Ghana to have new policy for valuating property rates
The Minister of Lands and Natural Resources, Mr Samuel Abu Jinapor, says government is in the process of rolling out a new policy on property rates for appropriate rates to be charged on every structure.
He said the process required multi-sectoral efforts and that his Ministry would collaborate with the Ministry of Local Government and Rural Development to promulgate a legislative instrument that would ensure that land was considered a vital ingredient in evaluating the value of any property in the country.
“The current law that regulates property rates cannot include land as a variable or ingredient for valuation of property and so you value the property based on the structure and not the value of the land and I think it’s inequitable and unfair.
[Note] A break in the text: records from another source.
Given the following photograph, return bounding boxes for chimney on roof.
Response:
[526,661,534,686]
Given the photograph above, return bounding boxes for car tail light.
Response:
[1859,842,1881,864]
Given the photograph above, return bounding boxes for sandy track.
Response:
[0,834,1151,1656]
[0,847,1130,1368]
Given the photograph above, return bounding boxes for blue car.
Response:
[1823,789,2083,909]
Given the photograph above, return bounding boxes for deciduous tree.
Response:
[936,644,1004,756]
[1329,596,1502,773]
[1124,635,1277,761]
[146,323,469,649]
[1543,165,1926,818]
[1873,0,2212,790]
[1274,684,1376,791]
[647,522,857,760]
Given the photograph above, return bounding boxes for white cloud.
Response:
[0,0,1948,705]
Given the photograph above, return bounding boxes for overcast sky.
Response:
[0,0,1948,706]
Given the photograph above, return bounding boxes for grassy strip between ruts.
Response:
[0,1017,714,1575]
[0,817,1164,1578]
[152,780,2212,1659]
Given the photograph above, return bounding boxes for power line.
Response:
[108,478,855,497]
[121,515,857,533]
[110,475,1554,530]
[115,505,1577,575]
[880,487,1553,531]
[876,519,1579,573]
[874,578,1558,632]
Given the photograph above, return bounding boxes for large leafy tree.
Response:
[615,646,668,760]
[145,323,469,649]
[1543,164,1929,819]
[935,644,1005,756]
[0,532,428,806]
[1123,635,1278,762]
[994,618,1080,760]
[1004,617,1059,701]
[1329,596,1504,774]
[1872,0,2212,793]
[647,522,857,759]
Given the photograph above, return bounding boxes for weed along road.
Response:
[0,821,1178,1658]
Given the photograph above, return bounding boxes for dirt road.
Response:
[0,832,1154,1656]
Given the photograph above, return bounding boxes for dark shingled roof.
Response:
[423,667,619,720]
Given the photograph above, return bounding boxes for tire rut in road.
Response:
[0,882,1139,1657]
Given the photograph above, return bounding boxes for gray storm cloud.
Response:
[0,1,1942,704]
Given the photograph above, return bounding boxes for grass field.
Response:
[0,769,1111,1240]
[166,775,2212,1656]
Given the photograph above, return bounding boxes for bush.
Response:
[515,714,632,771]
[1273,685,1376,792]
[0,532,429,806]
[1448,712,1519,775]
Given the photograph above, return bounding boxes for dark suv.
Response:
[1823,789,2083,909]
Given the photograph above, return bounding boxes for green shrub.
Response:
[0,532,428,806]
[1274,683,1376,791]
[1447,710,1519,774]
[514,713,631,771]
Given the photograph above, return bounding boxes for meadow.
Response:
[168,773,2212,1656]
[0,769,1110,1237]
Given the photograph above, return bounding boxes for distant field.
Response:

Therefore the new policy would ensure equity in property valuation,” Mr Jinapor emphasised.
Additionally, a Committee was set up to take inventory of all state acquired lands and ensure that all vested lands were protected from encroachment.
Mr Jinapor announced this in Accra on Tuesday when the management of Lands Commission updated the media on its digital transformation programme to ensure efficient delivery of land services.
So far, with support from the German Development Cooperation (GIZ), Lands Commission had completed appraisal of property rates of 75 Metropolitan, Municipal and District Assemblies (MMDAs) nationwide.
Mr Jinapor expressed government’s commitment to reforming the land administration system in the country by leveraging on technology to digitise all land records for efficient service delivery.
The Minister said government would work with the private sector in that endeavour and was of the belief that by the first quarter of next year, all the digitization interventions rolled out by the Commission would take shape.
Mr James Dadson, acting Executive Secretary of the Lands Commission, in a presentation on the various reforms ongoing at the Commission, said it was working hard to address the myriad of challenges facing land administration in the country.
In that regard, he said, the Commission was putting measures in place to improve mapping and spatial data, production of digital based maps for accurate data collection, establishing a National Spatial Data Infrastructure to ensure that agencies that required land data had a reference point as well as ensuring that all manual land records were transmitted into digital one.
So far, 10 per cent of the manual land records in the Greater Accra Region had been digitised, Mr Dadson stated.
The Executive Secretary added that efforts were ongoing to decentralise land service delivery by opening district offices across the country.
To achieve the Commission’s digitisation agenda, he said, it intended to build the capacity of its staff and improve corporate governance culture, saying that, digitisation and modernisation of land administration was a catalyst for developing all sectors of the Ghanaian economy.